Dynamics of Human-Voice-AI Interaction

For my postdoc, am currently working on projects related to how individuals engage with voice-activated artificially intelligent (voice-AI) devices, such as Amazon’s Alexa or Apple’s Siri.

NSF Postdoc Fellowship

I am thrilled to be a PI for a two-year NSF-funded postdoctoral research fellowship with Dr. Georgia Zellou (Linguistics), Dr. Zhou Yu (Computer Science), and Katharine Graf Estes (Psychology) to explore human-voice AI interaction. 

My co-PIs come from three departments / labs across campus:

Together, we are an interdisciplinary team exploring the ways adults and children adapt their speech when talking to voice-activated digital assistants (e.g., Amazon’s Alexa), compared to adult human interlocutors.

This line of work provides a way to test differing theoretical predictions as to the extent that speech-register adjustments are driven by functional motives (e.g., intelligibility) and social factors (e.g., gender).

For instance, this research explores whether the same functional motivations that apply when correcting comprehension errors to human interlocutors apply in device-directed speech (DS), such as in manipulating the phonological nature of errors, to carefully control the level of intelligibility-related pressures in communication.

At the same time, this project explores how social factors may impact speech adaptation strategies, such as by interlocutor type, speaker age, or device gender. This project additionally involves important methodological innovations in programming and running experiments directly through a digital device platform.

Overall, this project aims to fill a gap in our knowledge in the acoustic-phonetic adjustments humans make when talking to voice-AI devices, and can ultimately reveal the underlying mechanisms in speech production by different speakers (e.g., based on age, gender, device experience), contributing to basic science research.

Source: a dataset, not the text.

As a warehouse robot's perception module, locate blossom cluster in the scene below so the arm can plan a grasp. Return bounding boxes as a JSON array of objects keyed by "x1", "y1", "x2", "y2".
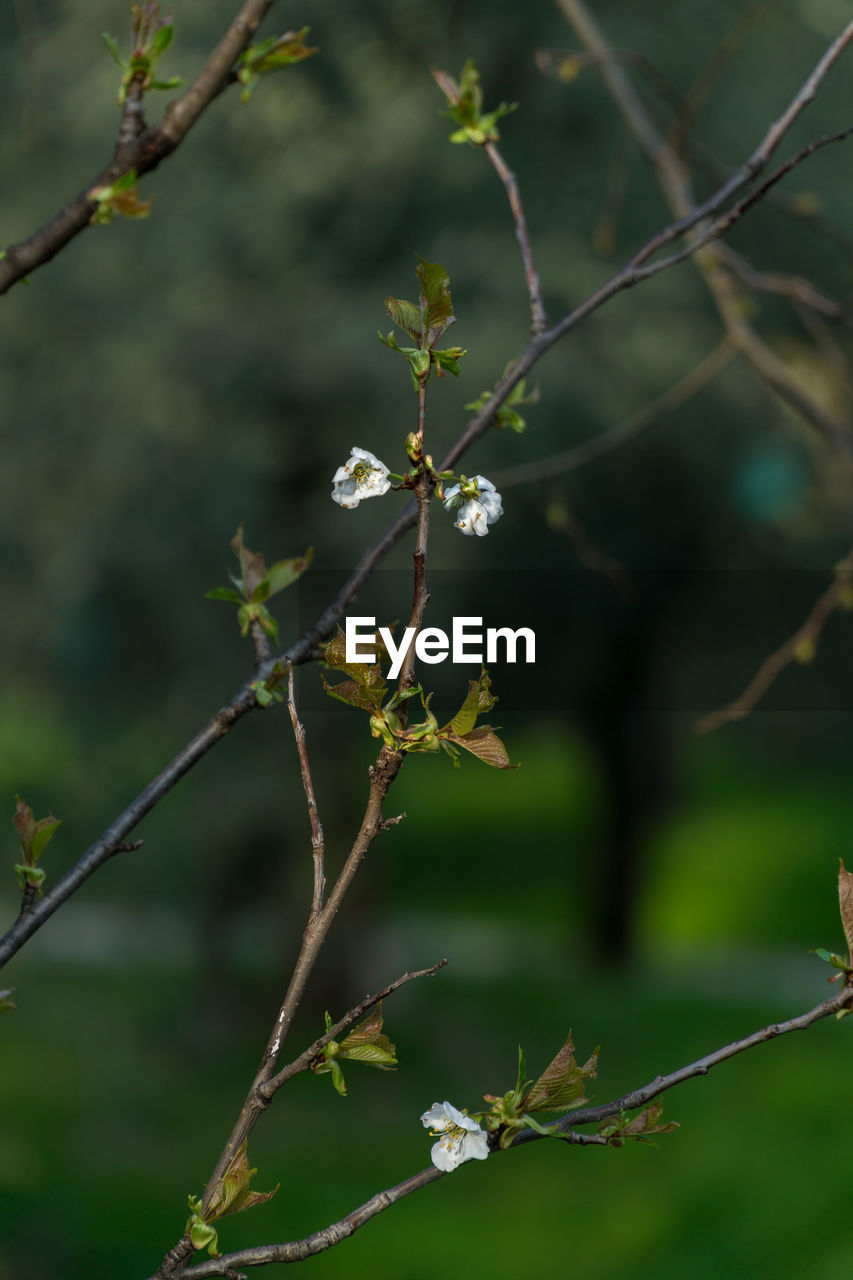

Voice-AI research in the UC Davis Phonetics Lab

Together, with Dr. Georgia Zellou, grad students (Bruno Ferenc Segedin, Kris Predeck, Tyler Kline, and Jazmina Chavez), and our amazing team of undergraduate research assistants (RAs) in the  UC Davis Phonetics Lab, I’ve worked on a series of studies investigating different aspects of human/voice-AI interaction.

We recently published papers showing that speakers display socially mediated patterns of vocal alignment toward Siri and Alexa (e.g., gender in Cohn, Ferenc Segedin, & Zellou, 2019) and even emotional alignment toward a voice-AI system (e.g., Cohn & Zellou, 2019).

We also saw differences based on a speaker’s cognitive processing style, measured by the Autism Quotient, in how they spoke to Siri and human voices (Snyder, Cohn, & Zellou, 2019).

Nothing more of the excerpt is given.